Opinion with a little ad hominem, nice and very perfectible.

No one is guilty of obstinateness or irreverence when they do what the Church allows for. By definition the Church can not teach an evil.

Why can you not allow others to do what the Church allows without comments such as these?
 
I’m still awaiting some rationale from anyone for any of the novelties here discussed, whether it’s Communion in the hand…or any on the list. Don’t try to redirect by insinuating that I’m the one being irrational or one-sided here when I’ve clearly stated my case and left the forum open for any opposing views while all you’ve done is basically call me and those who are concerned with this tidal wave of novelties “mean,” hoping against hope that the label would stick. The Angelic Doctor himself observed that “Change for its own sake is bad.” That’s why I’m asking what the reasons were for the changes: so that I can begin to view them as good! If there are real, legitimate reasons I hope I can trust someone on this forum to possess enough wits to enumerate them presently!
 
Furthermore, to unpack what I’ve already alluded to, I have no problem with people doing what the Church allows for when it’s under the conditions she stipulates. What I have a problem with (and we all should be loudly opposing in my opinion) is people giving general absolution when there is no immediate peril just because the priest is too afraid to tell people to go to confession or using women eucharistic ministers when there is a deacon in the pews and the priest is seated on his chair just because women feel left out. I question these practices, their human motives and the underpinning agenda that drives them and a myriad of other such deviations (like the ones I’ve clearly mentioned). This matter is not going to just go away just because those who support flippancy browbeat those who question it. As long as men can reason there will be voices to question such brazen disobedience. Whatever is done with obedience and reverence, let me again reiterate, I endorse with my whole heart and soul.

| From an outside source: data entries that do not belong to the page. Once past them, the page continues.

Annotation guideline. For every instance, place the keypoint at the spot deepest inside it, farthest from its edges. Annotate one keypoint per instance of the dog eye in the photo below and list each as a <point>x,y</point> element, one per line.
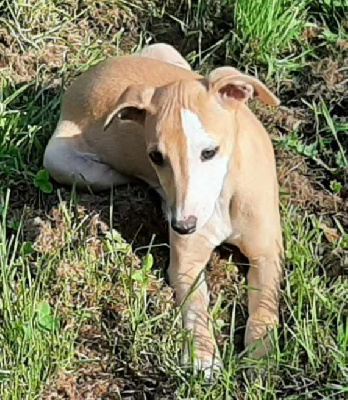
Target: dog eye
<point>156,157</point>
<point>208,154</point>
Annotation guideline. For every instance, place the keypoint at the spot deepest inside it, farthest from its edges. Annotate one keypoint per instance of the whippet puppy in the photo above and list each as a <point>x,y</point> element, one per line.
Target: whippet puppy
<point>148,116</point>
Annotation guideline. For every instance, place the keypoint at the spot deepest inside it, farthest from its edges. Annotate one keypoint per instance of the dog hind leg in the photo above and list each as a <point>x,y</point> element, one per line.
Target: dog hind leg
<point>69,165</point>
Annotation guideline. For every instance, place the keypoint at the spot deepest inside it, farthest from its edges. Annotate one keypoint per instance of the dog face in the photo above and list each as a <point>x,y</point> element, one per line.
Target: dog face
<point>190,129</point>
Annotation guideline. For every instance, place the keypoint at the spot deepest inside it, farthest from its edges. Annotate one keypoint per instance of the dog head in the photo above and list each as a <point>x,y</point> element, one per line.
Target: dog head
<point>190,127</point>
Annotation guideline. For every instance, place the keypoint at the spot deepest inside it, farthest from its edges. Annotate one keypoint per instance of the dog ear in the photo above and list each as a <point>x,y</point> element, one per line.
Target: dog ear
<point>132,105</point>
<point>233,86</point>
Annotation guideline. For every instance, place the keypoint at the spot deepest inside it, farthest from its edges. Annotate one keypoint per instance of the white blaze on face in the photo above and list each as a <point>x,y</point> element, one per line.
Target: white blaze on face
<point>205,178</point>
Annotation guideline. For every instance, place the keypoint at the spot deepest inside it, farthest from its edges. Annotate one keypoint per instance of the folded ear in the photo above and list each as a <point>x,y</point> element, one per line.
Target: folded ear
<point>231,86</point>
<point>132,105</point>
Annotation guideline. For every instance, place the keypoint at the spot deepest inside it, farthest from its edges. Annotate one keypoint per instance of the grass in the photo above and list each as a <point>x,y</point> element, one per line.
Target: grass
<point>85,308</point>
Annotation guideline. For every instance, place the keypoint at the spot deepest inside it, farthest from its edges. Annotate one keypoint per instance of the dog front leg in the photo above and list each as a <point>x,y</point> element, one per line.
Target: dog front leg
<point>263,301</point>
<point>188,258</point>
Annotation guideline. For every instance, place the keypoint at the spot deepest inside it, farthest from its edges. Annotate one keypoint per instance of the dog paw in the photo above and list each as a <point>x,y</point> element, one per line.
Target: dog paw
<point>258,335</point>
<point>203,363</point>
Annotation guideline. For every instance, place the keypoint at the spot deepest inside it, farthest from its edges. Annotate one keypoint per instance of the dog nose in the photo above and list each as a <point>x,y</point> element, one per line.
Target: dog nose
<point>185,226</point>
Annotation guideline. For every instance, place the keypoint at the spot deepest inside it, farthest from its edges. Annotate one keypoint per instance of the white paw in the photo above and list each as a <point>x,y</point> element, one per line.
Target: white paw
<point>207,365</point>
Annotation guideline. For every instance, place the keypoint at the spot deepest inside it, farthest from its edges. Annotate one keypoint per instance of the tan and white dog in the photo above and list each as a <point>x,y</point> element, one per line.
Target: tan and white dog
<point>148,116</point>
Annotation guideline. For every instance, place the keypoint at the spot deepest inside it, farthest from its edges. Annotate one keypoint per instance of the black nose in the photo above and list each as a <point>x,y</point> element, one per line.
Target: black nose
<point>186,226</point>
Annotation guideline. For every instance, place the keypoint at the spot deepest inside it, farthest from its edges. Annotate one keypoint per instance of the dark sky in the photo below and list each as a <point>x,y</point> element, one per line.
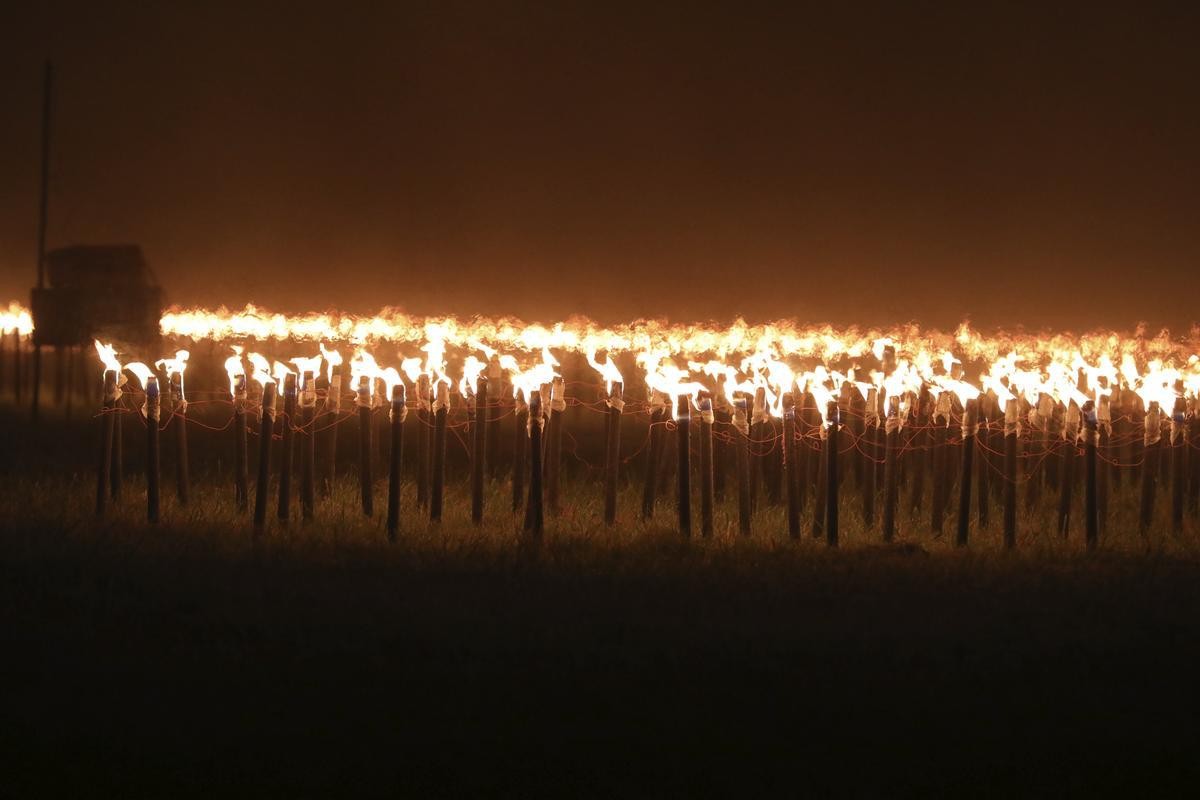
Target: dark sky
<point>925,162</point>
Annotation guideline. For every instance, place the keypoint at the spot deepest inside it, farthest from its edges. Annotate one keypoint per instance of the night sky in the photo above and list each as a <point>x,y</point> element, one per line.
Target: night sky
<point>911,162</point>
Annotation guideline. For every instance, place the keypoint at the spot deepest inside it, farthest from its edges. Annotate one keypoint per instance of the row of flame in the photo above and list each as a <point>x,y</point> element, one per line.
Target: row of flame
<point>767,372</point>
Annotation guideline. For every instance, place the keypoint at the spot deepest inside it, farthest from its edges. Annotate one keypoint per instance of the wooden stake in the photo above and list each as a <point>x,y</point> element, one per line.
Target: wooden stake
<point>683,493</point>
<point>742,459</point>
<point>534,521</point>
<point>1179,465</point>
<point>396,417</point>
<point>107,413</point>
<point>240,458</point>
<point>333,410</point>
<point>438,465</point>
<point>479,450</point>
<point>1150,465</point>
<point>288,445</point>
<point>265,431</point>
<point>1012,431</point>
<point>970,432</point>
<point>424,428</point>
<point>705,404</point>
<point>363,400</point>
<point>520,450</point>
<point>891,480</point>
<point>659,415</point>
<point>832,480</point>
<point>307,444</point>
<point>555,444</point>
<point>612,452</point>
<point>790,467</point>
<point>179,413</point>
<point>1067,475</point>
<point>1091,513</point>
<point>153,413</point>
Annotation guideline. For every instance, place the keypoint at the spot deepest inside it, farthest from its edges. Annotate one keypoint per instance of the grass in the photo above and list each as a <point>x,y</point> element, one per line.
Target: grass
<point>189,659</point>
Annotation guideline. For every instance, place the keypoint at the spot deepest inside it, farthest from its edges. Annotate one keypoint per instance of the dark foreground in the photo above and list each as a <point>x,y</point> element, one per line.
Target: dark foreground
<point>186,662</point>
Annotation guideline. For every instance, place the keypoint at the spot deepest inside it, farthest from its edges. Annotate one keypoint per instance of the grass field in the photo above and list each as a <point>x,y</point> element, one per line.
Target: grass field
<point>187,659</point>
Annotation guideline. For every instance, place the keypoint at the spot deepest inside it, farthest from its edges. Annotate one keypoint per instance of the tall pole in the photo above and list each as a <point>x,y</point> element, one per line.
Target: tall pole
<point>970,432</point>
<point>396,417</point>
<point>42,220</point>
<point>834,422</point>
<point>683,428</point>
<point>1091,515</point>
<point>612,452</point>
<point>479,450</point>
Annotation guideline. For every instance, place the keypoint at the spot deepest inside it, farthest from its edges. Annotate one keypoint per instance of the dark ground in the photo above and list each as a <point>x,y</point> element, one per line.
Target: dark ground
<point>185,661</point>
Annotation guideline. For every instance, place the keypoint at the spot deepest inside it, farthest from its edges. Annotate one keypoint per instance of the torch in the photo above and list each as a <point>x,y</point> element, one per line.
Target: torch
<point>612,451</point>
<point>891,447</point>
<point>363,401</point>
<point>1012,434</point>
<point>683,429</point>
<point>742,459</point>
<point>288,427</point>
<point>396,417</point>
<point>1067,482</point>
<point>555,443</point>
<point>834,422</point>
<point>174,370</point>
<point>1091,515</point>
<point>1150,463</point>
<point>659,414</point>
<point>265,431</point>
<point>241,461</point>
<point>970,432</point>
<point>437,480</point>
<point>791,482</point>
<point>534,517</point>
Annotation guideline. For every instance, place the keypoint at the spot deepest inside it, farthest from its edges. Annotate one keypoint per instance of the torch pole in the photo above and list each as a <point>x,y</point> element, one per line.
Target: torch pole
<point>939,438</point>
<point>106,441</point>
<point>179,410</point>
<point>683,439</point>
<point>534,517</point>
<point>307,444</point>
<point>612,452</point>
<point>520,451</point>
<point>363,401</point>
<point>706,464</point>
<point>424,426</point>
<point>437,480</point>
<point>891,479</point>
<point>742,459</point>
<point>288,431</point>
<point>1012,429</point>
<point>869,443</point>
<point>479,451</point>
<point>396,417</point>
<point>658,417</point>
<point>153,411</point>
<point>333,409</point>
<point>1179,465</point>
<point>790,467</point>
<point>555,443</point>
<point>1091,512</point>
<point>265,431</point>
<point>241,459</point>
<point>832,475</point>
<point>1150,464</point>
<point>1067,482</point>
<point>117,473</point>
<point>970,432</point>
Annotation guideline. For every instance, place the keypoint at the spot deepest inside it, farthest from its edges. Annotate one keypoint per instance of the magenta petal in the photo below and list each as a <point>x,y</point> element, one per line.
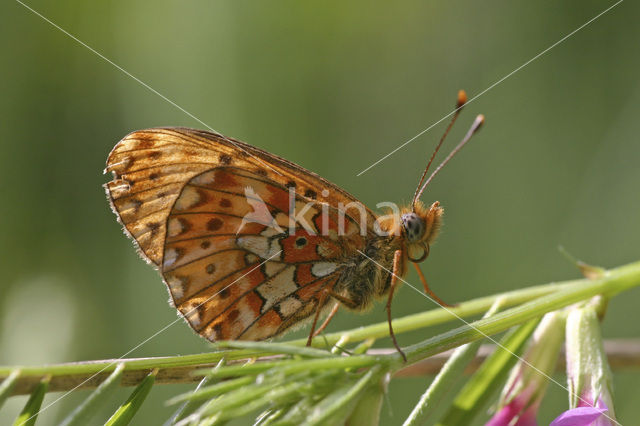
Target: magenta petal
<point>581,416</point>
<point>508,413</point>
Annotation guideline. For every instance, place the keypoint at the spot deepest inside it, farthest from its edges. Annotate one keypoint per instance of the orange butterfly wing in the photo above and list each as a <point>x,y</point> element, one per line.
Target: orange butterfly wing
<point>181,194</point>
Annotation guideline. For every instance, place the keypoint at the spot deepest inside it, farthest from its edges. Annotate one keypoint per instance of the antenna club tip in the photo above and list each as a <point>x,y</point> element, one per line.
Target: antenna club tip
<point>462,98</point>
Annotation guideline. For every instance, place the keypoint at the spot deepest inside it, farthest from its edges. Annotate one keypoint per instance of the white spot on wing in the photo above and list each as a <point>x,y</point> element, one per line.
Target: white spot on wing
<point>277,288</point>
<point>322,269</point>
<point>176,286</point>
<point>170,257</point>
<point>191,313</point>
<point>289,306</point>
<point>272,268</point>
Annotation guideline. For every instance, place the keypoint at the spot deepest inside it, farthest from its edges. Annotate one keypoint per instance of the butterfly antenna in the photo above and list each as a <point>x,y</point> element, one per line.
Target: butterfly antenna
<point>478,122</point>
<point>462,99</point>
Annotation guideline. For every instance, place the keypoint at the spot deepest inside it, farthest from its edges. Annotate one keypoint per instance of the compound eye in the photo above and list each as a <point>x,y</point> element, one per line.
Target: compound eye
<point>413,227</point>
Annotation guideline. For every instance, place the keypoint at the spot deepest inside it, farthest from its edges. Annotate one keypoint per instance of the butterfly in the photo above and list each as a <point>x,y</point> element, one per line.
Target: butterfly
<point>251,245</point>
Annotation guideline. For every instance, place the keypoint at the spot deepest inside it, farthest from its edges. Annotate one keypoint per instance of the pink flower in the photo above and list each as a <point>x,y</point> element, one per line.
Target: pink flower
<point>529,378</point>
<point>584,416</point>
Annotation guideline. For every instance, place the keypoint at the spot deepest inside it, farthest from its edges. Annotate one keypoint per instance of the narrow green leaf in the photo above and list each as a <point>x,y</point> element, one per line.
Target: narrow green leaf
<point>85,411</point>
<point>450,373</point>
<point>31,409</point>
<point>367,410</point>
<point>295,414</point>
<point>270,347</point>
<point>481,387</point>
<point>7,386</point>
<point>208,392</point>
<point>340,399</point>
<point>126,411</point>
<point>254,396</point>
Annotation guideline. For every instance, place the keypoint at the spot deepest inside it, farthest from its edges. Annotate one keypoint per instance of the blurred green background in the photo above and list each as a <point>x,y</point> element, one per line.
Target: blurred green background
<point>332,86</point>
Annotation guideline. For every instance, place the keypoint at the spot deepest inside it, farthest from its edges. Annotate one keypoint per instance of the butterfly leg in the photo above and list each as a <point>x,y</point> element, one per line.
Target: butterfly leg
<point>324,325</point>
<point>428,290</point>
<point>397,258</point>
<point>323,297</point>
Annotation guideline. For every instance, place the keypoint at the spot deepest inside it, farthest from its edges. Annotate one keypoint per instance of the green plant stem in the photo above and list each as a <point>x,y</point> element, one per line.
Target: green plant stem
<point>614,282</point>
<point>535,301</point>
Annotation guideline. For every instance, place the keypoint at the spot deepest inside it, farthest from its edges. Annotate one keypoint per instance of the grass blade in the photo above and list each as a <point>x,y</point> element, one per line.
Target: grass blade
<point>126,411</point>
<point>333,404</point>
<point>82,414</point>
<point>29,413</point>
<point>476,393</point>
<point>447,377</point>
<point>7,386</point>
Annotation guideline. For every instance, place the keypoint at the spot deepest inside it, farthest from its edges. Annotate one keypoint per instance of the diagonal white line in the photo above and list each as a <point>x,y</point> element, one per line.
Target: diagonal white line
<point>551,379</point>
<point>145,85</point>
<point>492,86</point>
<point>147,339</point>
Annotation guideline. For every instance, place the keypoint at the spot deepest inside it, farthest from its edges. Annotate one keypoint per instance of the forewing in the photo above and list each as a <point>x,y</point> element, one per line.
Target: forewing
<point>151,167</point>
<point>233,279</point>
<point>180,194</point>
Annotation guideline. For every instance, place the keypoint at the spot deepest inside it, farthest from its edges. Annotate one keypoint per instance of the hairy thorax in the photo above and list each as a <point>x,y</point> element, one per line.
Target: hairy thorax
<point>369,277</point>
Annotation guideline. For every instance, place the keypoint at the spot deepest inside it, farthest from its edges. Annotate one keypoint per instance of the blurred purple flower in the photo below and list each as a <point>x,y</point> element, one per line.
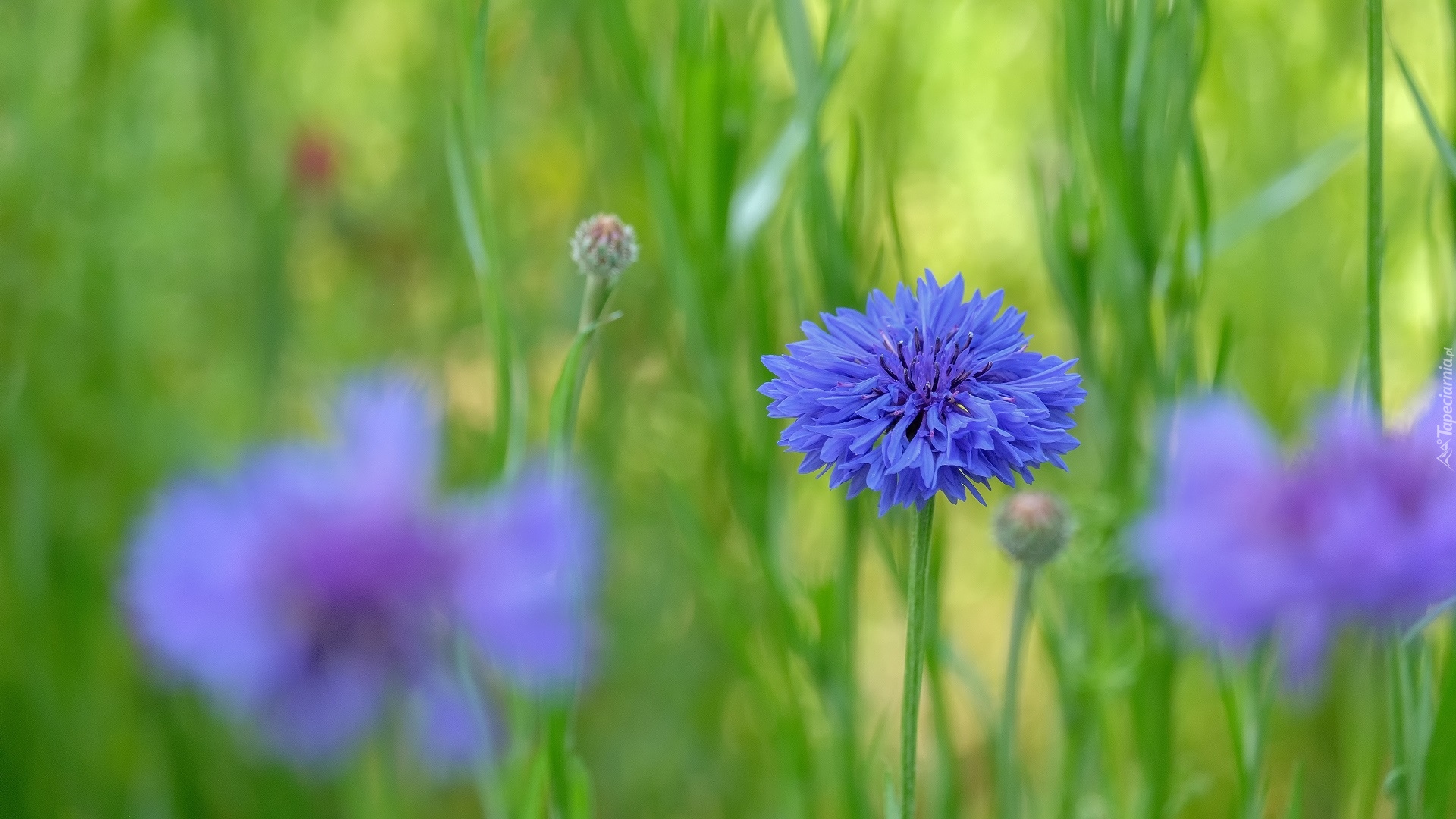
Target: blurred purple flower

This is not, on my part, an issue of custom, for customs must come and go naturally. But in all my experience I seldom see even the faintest shadow obedience or reverence in the full-blown abuses which happen virtually everywhere I’ve traveled to and whose atrocity I only began to outline and of which we are all equally aware regardless of how we approach it.
 
I must also add that I do not think there were no abuses prior to the closing of the Second Vatican Council. Clearly there were. “Abuses” in both senses of the word for that matter. But you cannot possibly try to cover up the fact that there was a titanic surge in abuses (in both senses) after the Council. So my preference of tradition over innovation is based not on personal preference but on solid statistics. Again my mind remains open to anyone else’s interpretation of these facts as I am sure there must be many. Mine, though, at least currently, is that nature abhors a vacuum, and to relax rules - even antiquated rules - too fast is to invite a world of trouble.